The English - Romance NP database at the UofI Computational Semantics Lab (given in class) consists of a set of English NPs translated in five Romance languages: Spanish (Es), French (Fr), Italian (It), Portuguese (Port), and Romanian (Ro). Each NP was extracted in context from a text collection including works by J. Steinbeck and H.G. Wells. Here are some examples of entries in this database:
LPE-1*story#1/1 of pearl#1/2*historia de la perla*storia della perla* histoire de la perle* história da pérola*istoria perlei*TOPIC
LPE-9*wash#1/1 of light#4/2*baño de luz* scia di luce* rai de lumiESC.AESCNhre* banho de luz *baie de lumina*P-W
LPE-10*turning#1/1 of twigs#1/2*búsqueda entre ramitas* rivoltare di ramoscelli* retourner des brindilles*giro dos galhos*intoarcerea ramurilor*THEME
LPE-10*bits#2/2 of wood#1/1*pedacitos de madera* pezzi di legno* morceaux de bois* pedaços de madeira*bucati de lemn*P-W
Notice that the NP instances in each of the six languages in the database considered are either of the type "N N" or "N P N".
The fields are separated by stars, *. They are:
The English NP field has the following format:
noun1#sense/i [preposition] noun2#sense/j
where i and j can be either 1 or 2 indicating the position of the semantic argument in the NP instance (note that the preposition might be missing).

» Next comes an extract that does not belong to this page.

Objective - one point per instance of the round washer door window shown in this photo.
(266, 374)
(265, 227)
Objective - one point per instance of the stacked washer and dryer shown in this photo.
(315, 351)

For example, in the NP instance chair#1/2 arm#1/1 which encodes a part-whole relation (P-W), the noun chair indicates the whole (and thus is labeled as 2), and the noun arm encoded the part (and is labeled as 1).
Problem:
Write a shell script containing a combination of UNIX and AWK commands of your choice that will give the answer to the following questions. The shell script should be executed only once and output (to standard output, unless mentioned otherwise):
the number of English NP instances in the file;
the number of unique English NPs (consider for this the entire field $2);
the list of unique semantic relations considered in this database (store it in "sr.uniq.txt");
the frequency of each semantic relation in the database with the following format: Semantic_relation frequency
(store this in "sr-freq.txt");
the three most frequent semantic relations in the database;
the number of English NPs of the type "N P N";
the list of English prepositions (P) in the "N P N" types (store it in "preps.en");
the list of unique English prepositions found in the NP instances per semantic relation. Thus, each list will be stored in a file "preps.[sr]", where [sr] refers to the corresponding semantic relation. Do this for the following relations only: P-W and CAUSE.
the number of polysemous English nouns (a polysemous noun is a noun which has more than one sense; count only those which you know are ambiguous as given by the sense annotations in the cluvi.NPs.txt file); don't count the ambiguous words twice;
which of the five Romance languages has the most "N N" instances (e.g., those NPs which consist of only two consecutive nouns)?
Extra-credit question:
If we consider as default argument position "noun1#sense/1 noun2#sense/2", how many English NP instances encoding P-W have the arguments in reverse order (e.g., "../2 ../1")? Print all these lines in the file "reverse-arg.p-w".